The thrust of the SEC's current approach is more disclosure, such as releasing "pre-ratings" that debt issuers may get before final issuance. Additional disclosure of ratings methodology and assumptions is likely to be useless. Almost all that information was available during the building housing bubble. The problem is that the rating agencies had little incentive to go beyond the consensus forecasts of increasing to at most modest declines in home prices. These same assumptions were the foundation of almost all government economic forecasting as well, yet few believe that forcing CBO or OMB to disclosure more of their forecasts will cure our budget imbalances. What is needed is a change in incentives.
Here again the SEC seems to misunderstand the incentives at work, but then recognizing such would force the SEC to admit its own role in creating those some perverse incentives. The SEC's notion that agencies issue favorable ratings in order to gain business misses the most basic fact of the ratings business - they don't have to compete for business, any debt issuer wanting to place "investment grade" debt has to use the agencies, and often has to use more than one of them. Due to a variety of SEC and bank regulations, there is almost no competition among the rating agencies. They have been given a government created monopoly. If the rating agencies were, as the SEC proposes, competing strongly for business, then they wouldn't have been earning huge profits on that business. Competition erodes a business' profits. During the housing boom, the rating agencies continued to make ever more profits - more the sign of a monopoly than one of competition.

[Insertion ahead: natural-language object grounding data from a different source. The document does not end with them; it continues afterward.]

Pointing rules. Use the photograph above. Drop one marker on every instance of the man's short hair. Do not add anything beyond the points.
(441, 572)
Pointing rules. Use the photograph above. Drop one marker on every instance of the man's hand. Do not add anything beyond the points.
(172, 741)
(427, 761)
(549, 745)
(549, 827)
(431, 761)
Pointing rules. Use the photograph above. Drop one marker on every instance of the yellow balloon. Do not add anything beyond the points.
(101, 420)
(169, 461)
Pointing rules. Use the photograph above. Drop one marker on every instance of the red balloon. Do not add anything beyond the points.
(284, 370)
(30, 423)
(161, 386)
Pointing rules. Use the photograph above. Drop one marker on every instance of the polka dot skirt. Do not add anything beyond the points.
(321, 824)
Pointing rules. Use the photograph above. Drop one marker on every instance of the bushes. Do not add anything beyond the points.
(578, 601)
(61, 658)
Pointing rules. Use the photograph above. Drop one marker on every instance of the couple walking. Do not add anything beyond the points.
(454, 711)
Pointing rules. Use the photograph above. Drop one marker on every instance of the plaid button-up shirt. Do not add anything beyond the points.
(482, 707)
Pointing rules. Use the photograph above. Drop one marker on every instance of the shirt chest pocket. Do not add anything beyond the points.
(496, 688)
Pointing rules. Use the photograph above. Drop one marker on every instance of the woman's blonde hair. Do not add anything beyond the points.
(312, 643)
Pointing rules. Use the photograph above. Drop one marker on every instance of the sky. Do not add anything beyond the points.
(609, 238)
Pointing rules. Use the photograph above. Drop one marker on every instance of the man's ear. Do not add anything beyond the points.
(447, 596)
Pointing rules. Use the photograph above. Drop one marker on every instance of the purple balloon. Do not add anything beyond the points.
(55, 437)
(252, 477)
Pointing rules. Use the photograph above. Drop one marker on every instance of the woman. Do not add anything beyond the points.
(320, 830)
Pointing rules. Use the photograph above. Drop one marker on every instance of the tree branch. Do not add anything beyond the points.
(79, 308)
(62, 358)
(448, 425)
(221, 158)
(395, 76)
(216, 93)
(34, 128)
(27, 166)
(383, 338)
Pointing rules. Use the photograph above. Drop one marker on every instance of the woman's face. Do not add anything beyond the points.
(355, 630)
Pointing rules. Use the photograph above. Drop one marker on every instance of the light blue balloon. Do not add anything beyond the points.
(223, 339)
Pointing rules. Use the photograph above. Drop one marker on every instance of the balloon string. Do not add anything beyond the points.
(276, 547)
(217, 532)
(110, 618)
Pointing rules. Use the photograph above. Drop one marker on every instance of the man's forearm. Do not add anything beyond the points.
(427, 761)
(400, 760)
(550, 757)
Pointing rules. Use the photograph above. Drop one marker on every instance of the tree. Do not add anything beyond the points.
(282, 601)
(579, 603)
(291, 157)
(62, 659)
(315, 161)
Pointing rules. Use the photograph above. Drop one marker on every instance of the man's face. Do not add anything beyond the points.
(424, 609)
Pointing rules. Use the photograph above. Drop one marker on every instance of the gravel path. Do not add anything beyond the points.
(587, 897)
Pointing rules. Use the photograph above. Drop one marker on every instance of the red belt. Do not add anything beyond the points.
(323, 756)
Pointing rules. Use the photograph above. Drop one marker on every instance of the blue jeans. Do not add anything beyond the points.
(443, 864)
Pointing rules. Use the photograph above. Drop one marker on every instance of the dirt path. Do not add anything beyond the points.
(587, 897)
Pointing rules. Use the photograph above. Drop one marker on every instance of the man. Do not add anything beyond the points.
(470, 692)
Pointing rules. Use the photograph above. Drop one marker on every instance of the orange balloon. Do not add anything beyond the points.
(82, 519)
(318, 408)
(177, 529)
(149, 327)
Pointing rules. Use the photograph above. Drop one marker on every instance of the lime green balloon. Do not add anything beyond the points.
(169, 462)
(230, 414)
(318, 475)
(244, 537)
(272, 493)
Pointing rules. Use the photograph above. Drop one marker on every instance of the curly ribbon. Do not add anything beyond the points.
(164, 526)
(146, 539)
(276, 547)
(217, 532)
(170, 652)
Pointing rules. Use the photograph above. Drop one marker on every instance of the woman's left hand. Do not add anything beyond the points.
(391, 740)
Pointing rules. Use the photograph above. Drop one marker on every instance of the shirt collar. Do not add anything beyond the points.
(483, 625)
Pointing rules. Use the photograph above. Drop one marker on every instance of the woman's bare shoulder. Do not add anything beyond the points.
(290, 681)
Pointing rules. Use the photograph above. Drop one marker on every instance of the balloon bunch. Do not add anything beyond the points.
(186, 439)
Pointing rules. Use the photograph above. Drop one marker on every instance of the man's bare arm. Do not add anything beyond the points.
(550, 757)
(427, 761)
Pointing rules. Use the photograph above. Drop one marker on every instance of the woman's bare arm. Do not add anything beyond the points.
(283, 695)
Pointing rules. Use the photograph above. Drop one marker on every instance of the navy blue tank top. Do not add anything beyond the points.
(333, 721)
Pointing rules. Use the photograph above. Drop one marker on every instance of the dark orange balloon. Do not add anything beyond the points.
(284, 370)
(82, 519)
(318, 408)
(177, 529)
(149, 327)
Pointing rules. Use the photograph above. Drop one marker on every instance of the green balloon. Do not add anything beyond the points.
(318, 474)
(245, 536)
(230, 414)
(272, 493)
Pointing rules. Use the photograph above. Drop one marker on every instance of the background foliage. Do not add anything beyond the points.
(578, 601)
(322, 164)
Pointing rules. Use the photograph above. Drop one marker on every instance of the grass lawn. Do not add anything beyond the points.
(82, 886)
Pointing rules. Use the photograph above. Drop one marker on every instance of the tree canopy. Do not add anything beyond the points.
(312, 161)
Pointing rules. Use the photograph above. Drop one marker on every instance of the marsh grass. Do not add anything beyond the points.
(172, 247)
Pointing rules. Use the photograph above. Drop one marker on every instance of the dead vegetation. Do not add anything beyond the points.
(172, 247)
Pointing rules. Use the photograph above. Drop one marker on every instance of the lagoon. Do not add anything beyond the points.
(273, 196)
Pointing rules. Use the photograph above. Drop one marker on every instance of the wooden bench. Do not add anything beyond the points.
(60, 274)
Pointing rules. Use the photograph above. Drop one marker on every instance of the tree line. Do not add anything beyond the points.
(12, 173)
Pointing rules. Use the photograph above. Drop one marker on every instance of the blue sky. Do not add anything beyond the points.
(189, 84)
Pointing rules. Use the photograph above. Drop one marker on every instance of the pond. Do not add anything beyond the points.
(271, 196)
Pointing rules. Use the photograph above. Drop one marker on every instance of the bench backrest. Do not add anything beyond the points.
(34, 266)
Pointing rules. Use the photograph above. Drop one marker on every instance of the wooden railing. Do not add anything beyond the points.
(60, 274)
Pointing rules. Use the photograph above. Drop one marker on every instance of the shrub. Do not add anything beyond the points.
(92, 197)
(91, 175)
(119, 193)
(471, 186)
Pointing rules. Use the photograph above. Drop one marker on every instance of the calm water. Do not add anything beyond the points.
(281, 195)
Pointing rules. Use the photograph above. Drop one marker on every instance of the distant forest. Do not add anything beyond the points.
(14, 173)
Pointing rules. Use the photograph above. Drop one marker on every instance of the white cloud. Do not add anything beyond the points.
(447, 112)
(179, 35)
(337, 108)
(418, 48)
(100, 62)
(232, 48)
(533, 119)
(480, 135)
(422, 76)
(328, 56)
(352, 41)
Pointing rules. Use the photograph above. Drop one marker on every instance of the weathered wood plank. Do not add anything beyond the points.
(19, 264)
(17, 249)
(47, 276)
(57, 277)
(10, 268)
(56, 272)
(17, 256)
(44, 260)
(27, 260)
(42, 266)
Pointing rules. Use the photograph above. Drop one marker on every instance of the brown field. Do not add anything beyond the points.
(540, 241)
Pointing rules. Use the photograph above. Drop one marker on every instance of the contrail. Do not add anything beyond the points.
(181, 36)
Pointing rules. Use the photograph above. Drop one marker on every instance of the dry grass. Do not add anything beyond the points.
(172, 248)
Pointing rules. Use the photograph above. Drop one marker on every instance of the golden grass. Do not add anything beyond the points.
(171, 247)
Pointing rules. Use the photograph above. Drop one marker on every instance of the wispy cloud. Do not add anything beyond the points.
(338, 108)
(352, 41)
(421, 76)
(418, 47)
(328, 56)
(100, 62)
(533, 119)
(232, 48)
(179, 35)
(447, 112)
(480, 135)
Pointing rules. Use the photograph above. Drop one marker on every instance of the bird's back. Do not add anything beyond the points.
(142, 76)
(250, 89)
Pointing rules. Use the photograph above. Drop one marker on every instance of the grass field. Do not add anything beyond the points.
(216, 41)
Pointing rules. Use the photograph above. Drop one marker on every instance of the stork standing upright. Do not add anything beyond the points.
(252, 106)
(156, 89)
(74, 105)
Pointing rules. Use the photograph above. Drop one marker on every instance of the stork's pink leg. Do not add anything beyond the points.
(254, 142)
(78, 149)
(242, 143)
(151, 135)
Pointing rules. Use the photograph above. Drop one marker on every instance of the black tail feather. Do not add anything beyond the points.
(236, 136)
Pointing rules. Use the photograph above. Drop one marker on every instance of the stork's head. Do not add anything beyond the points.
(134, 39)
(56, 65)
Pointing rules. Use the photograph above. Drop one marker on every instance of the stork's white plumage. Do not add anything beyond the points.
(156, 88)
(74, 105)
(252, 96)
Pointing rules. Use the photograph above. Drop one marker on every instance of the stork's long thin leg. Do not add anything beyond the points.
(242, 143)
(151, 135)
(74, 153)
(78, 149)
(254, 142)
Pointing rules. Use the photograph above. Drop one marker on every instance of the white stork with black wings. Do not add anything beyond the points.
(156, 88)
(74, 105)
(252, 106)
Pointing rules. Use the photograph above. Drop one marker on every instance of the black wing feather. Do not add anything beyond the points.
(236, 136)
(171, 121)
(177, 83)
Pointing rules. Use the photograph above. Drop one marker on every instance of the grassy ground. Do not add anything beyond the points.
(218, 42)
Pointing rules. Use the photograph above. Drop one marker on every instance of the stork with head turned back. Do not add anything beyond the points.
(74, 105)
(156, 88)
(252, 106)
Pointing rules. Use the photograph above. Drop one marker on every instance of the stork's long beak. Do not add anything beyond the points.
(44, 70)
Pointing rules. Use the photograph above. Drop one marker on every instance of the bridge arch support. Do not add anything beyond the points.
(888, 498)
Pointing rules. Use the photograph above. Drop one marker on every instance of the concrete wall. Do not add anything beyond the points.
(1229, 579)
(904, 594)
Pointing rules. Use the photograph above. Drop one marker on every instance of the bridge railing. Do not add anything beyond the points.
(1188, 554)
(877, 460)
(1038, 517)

The truth is not that the agencies were captive to the debt issuers, but the other way around. And like any monopolist, the agencies became lazy, slow and fat. The real fix for the failure of the credit raters is to reduce the excessive reliance on their judgements inherent in most securities, banking and insurance regulations. An investment grade rating should never serve as a substitute for appropriate due diligence on the part of investors (especially pension fund managers) or regulators.